Selvaraaju (‘Selva’) Murugesan is Senior Manager for Innovation and Data Analytics in the Australian Capital Territory (ACT) Government. Selva focuses on data management practices and data analytics, using StreamSets Data Collector to extract data from different databases, perform data cleansing on the fly and push data to the ACT Government’s Open Data Portal. Over the past few months, Selva has assembled a short playlist of videos demonstrating various aspects of Data Collector. From the basics of installation to advanced topics such as configuring impersonation for MapR-FS, Selva’s videos provide a great introduction to Data Collector. We’re excited to feature them in this blog post!
Installing StreamSets with MapR
In this first video, Selva installs Data Collector on Red Hat Enterprise Linux 7 via the full RPM package, configures Data Collector to work with MapR, and sets up an admin user.
Installing MapR Libraries for StreamSets Data Collector
Selva installs the necessary libraries for Data Collector to integrate with MapR 6.0.0.
Configuring Impersonation for MapR-FS
By default, Data Collector will write to MapR-FS as the currently logged in Data Collector user, however, it is possible to configure MapR-FS impersonation so that data is written as the user configured in the MapR-FS destination settings.

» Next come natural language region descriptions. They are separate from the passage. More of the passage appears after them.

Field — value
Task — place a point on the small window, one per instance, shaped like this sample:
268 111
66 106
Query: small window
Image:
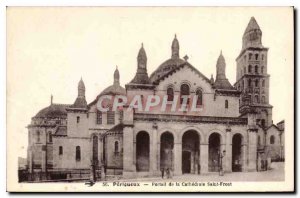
263 99
99 117
184 91
250 69
256 82
272 139
170 94
199 97
116 146
256 99
49 137
249 83
263 122
110 117
60 150
250 56
78 153
38 136
226 104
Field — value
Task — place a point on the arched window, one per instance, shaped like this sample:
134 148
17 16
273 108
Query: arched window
263 83
256 82
38 136
110 117
199 97
263 99
250 69
78 153
250 56
256 99
184 91
116 146
263 122
256 69
99 117
170 93
60 150
272 139
49 137
249 82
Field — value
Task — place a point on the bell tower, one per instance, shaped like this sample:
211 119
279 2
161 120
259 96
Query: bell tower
252 78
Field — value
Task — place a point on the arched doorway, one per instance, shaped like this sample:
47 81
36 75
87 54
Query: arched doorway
190 152
237 153
95 150
142 151
166 150
214 150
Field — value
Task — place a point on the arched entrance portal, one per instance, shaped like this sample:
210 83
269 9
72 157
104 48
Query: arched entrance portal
237 153
166 150
190 152
142 151
95 150
214 149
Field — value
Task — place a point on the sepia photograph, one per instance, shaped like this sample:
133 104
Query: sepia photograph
150 99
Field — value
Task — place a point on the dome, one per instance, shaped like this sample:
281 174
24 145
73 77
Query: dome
114 90
165 67
53 111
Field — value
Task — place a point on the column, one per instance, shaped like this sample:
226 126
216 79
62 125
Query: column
228 156
252 149
177 158
128 158
203 158
153 152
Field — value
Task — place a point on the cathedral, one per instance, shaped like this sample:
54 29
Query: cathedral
233 132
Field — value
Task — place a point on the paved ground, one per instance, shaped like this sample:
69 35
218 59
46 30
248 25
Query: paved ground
275 174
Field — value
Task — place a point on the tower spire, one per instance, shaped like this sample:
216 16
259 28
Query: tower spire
175 48
141 76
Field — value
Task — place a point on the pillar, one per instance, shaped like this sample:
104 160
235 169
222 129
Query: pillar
204 158
252 149
154 152
228 149
177 158
129 168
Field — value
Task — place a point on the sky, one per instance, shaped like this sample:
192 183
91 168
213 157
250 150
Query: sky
49 49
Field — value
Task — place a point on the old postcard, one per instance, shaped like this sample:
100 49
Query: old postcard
150 99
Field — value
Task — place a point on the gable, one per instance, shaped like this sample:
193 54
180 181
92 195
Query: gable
185 73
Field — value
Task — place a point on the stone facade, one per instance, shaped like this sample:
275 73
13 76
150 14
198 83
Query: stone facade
232 131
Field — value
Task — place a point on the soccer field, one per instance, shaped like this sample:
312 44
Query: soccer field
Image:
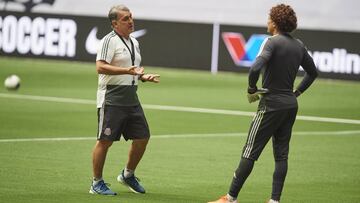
198 123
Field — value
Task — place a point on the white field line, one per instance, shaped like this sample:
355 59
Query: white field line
175 108
207 135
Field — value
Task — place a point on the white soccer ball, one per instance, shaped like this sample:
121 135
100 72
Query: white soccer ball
12 82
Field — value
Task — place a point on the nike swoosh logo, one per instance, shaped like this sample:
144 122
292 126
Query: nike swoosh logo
92 42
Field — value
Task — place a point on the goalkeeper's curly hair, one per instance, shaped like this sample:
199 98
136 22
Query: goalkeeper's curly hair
284 17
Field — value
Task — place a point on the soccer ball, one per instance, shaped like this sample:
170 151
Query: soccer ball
12 82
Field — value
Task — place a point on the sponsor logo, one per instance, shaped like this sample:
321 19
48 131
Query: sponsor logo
242 53
337 61
92 42
23 5
38 36
107 131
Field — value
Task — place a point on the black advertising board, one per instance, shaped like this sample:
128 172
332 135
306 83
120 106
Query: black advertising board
170 44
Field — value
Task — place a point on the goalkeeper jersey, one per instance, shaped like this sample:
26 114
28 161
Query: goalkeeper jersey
118 90
280 57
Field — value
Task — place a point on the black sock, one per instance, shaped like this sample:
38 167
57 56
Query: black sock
242 172
278 179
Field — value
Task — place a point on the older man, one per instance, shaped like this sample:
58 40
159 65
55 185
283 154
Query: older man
119 110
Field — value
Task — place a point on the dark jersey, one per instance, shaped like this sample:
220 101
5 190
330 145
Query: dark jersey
280 58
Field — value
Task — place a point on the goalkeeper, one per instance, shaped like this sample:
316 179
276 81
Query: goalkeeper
279 58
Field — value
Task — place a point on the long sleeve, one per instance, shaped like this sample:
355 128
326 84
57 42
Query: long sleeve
310 72
260 62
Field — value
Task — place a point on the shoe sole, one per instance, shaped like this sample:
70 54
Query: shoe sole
126 185
95 193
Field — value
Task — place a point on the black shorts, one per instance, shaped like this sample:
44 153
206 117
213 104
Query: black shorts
128 121
275 124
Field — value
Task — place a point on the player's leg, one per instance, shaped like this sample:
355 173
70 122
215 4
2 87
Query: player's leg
99 156
281 140
136 152
261 129
137 129
108 132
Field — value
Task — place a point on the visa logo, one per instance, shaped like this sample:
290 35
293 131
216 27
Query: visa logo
243 53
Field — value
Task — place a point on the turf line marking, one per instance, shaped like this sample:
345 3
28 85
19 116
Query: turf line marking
208 135
175 108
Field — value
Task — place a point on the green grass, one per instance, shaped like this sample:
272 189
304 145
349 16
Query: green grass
322 168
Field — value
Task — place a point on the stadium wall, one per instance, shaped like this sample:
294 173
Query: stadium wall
170 44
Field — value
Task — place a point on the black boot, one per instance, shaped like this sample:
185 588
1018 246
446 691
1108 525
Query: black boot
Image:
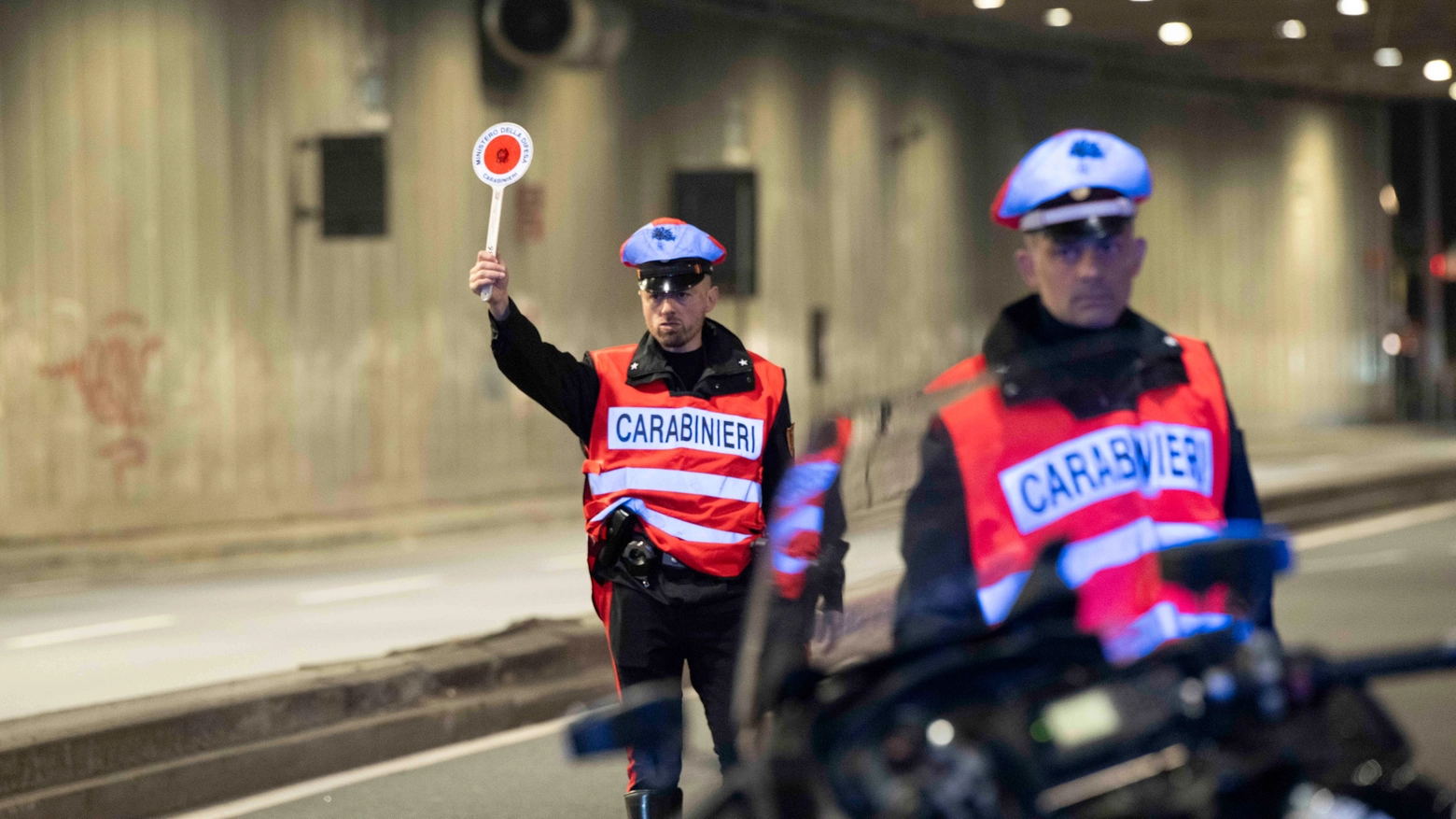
654 803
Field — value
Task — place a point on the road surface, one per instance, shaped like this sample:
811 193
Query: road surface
1369 585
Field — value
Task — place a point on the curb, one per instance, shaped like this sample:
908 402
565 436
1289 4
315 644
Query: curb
172 752
1321 506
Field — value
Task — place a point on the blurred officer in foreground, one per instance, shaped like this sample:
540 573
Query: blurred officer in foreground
1082 421
686 436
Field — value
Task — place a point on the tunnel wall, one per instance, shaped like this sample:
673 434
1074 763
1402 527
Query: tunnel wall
178 346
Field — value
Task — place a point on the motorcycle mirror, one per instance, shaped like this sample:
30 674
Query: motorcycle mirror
648 715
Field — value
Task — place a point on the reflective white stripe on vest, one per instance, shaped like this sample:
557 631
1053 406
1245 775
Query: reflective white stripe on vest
998 598
1084 558
1161 624
1104 464
647 480
675 527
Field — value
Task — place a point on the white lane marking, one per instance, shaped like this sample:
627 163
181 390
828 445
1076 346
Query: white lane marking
413 761
1346 563
564 563
1372 527
363 590
89 631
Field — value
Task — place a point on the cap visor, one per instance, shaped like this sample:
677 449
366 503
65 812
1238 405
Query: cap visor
665 285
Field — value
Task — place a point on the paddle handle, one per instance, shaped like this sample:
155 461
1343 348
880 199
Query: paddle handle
493 235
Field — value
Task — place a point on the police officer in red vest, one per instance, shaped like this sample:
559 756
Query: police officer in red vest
686 434
1081 421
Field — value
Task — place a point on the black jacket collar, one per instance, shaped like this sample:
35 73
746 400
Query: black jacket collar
1089 372
730 368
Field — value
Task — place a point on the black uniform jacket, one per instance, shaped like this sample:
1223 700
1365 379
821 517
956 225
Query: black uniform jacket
568 388
938 592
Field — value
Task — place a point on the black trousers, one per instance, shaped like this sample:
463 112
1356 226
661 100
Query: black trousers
651 639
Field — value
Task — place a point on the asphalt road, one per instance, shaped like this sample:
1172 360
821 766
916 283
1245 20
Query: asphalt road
101 644
1373 585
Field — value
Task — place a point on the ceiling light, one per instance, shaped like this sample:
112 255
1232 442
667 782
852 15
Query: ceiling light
1175 34
1390 203
1290 29
1057 18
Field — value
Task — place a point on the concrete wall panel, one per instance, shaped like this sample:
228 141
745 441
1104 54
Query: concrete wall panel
179 347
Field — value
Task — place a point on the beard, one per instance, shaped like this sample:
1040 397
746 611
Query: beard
675 334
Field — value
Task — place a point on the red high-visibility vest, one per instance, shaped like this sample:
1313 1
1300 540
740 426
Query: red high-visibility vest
1117 487
691 468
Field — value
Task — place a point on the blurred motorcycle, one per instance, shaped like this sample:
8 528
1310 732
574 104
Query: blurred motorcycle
1034 720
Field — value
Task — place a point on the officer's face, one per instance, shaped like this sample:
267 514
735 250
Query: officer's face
676 319
1086 281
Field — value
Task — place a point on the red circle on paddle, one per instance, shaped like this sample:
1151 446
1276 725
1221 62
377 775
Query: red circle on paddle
502 153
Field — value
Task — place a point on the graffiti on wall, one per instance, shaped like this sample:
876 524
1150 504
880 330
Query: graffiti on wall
109 374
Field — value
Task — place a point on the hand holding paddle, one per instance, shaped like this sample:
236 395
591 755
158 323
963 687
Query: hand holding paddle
501 156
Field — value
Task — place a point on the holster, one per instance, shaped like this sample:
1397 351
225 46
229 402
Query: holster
621 530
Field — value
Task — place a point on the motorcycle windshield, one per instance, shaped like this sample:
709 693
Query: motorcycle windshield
878 494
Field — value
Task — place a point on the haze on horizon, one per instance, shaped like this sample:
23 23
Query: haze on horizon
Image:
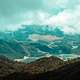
62 13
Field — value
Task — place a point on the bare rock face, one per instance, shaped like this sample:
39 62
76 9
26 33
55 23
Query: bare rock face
50 68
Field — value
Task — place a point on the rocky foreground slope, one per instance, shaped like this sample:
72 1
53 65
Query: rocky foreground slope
51 68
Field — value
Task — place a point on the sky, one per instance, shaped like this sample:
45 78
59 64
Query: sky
62 13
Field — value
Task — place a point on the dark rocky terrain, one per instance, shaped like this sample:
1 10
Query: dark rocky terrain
51 68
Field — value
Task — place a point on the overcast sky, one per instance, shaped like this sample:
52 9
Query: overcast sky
63 13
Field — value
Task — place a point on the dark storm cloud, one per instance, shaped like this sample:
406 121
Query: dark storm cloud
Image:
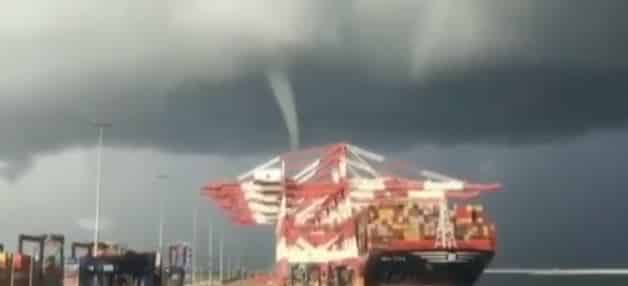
187 78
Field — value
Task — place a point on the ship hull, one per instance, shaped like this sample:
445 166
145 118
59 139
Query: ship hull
451 268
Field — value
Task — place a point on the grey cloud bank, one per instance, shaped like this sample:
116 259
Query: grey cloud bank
186 76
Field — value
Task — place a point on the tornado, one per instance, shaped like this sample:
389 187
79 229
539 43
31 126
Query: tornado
282 90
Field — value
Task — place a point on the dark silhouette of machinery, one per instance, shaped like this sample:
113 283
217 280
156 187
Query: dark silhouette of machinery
47 258
115 265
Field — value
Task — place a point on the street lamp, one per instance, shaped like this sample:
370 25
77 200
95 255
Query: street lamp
161 214
101 126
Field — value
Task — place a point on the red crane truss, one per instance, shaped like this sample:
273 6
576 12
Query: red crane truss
313 195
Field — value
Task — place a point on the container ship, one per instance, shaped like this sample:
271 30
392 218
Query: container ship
347 216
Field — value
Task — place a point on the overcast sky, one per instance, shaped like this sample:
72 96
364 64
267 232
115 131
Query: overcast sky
528 93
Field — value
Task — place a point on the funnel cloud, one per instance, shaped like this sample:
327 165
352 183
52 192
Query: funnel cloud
280 84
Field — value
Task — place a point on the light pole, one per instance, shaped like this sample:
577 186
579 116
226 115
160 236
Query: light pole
101 127
194 244
161 215
210 253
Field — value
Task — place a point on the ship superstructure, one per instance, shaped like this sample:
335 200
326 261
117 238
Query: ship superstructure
344 215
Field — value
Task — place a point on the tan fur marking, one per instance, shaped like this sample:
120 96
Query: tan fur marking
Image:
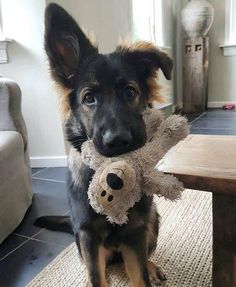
132 267
64 106
150 232
154 88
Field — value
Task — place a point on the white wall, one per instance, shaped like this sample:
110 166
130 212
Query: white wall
222 70
23 22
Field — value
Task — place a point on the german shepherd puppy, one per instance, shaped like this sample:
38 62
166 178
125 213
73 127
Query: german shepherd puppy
103 98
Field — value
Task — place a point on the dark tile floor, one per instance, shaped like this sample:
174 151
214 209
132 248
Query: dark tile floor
29 249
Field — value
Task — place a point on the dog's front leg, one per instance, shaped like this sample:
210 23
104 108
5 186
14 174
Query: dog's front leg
136 267
93 256
134 253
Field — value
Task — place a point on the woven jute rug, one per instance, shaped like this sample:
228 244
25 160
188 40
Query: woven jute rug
184 249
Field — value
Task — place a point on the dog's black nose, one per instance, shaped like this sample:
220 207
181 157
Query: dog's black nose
117 140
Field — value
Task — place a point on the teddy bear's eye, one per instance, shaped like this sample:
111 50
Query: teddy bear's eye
89 99
103 193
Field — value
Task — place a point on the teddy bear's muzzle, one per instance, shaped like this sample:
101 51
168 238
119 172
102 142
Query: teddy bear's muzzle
114 181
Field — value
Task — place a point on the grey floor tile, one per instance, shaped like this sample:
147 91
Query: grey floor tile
11 243
208 123
220 114
212 131
35 170
55 237
53 173
21 266
49 199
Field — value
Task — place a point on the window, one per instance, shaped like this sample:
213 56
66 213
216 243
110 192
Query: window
3 42
147 20
230 22
229 47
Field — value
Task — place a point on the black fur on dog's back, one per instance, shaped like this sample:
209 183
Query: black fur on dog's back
103 98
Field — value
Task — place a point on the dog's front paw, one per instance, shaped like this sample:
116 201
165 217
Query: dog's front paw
157 276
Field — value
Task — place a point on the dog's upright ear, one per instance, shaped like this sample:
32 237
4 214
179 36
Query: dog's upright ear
66 45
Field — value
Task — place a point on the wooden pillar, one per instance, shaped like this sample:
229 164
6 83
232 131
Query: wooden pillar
224 240
195 74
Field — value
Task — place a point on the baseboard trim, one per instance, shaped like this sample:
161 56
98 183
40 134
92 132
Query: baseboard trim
48 161
218 104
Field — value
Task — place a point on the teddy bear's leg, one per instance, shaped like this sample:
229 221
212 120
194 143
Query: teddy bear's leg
162 184
91 157
174 129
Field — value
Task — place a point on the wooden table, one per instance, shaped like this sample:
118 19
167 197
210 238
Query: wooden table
205 162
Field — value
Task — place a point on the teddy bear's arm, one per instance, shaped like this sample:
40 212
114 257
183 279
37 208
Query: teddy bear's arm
166 185
171 131
91 157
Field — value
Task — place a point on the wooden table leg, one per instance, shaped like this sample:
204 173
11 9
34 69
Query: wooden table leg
224 240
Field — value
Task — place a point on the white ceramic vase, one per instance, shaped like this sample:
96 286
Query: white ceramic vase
197 18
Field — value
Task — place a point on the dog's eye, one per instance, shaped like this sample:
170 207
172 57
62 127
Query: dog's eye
89 99
131 93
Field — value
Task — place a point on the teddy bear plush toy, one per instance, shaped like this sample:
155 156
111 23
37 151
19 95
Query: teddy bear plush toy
119 182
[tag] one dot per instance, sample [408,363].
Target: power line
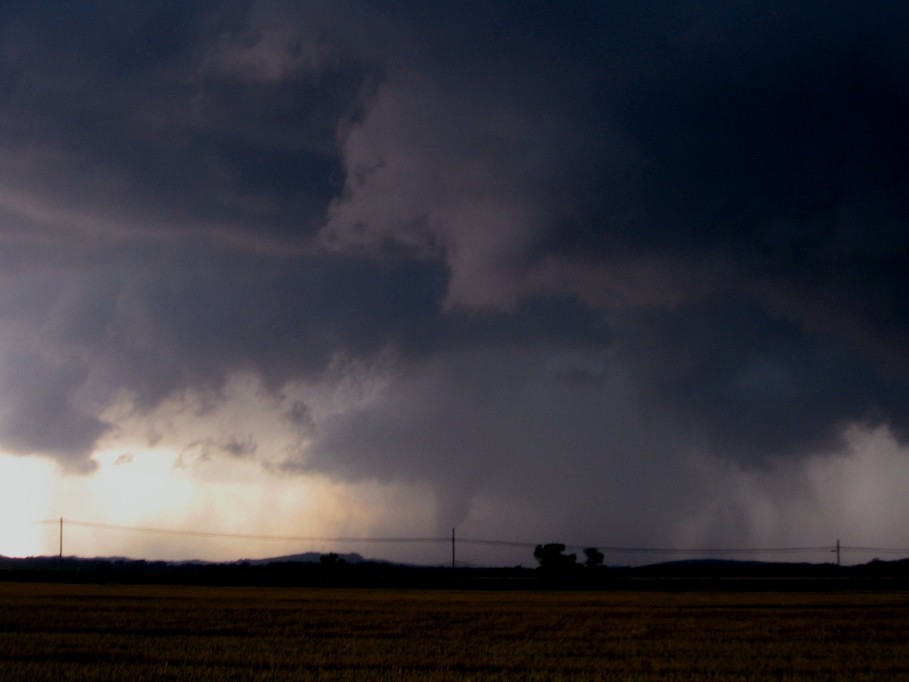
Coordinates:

Reading and Writing Data to the Local File System
Selva creates a simple pipeline to read CSV data from a local file, remove most of the fields, and writes it back to another local file.
Masking Fields in the Pipeline
Data engineers often need to mask sensitive data when moving it between systems. Here, Selva shows how to use Data Collector’s Field Masker processor.
Ingesting Data from a Web Service
In what is currently the last video in the series, Selva shows how Data Collector can read CSV data from a web service and write it to a local file.
Many thanks to Selva for his permission to share these videos!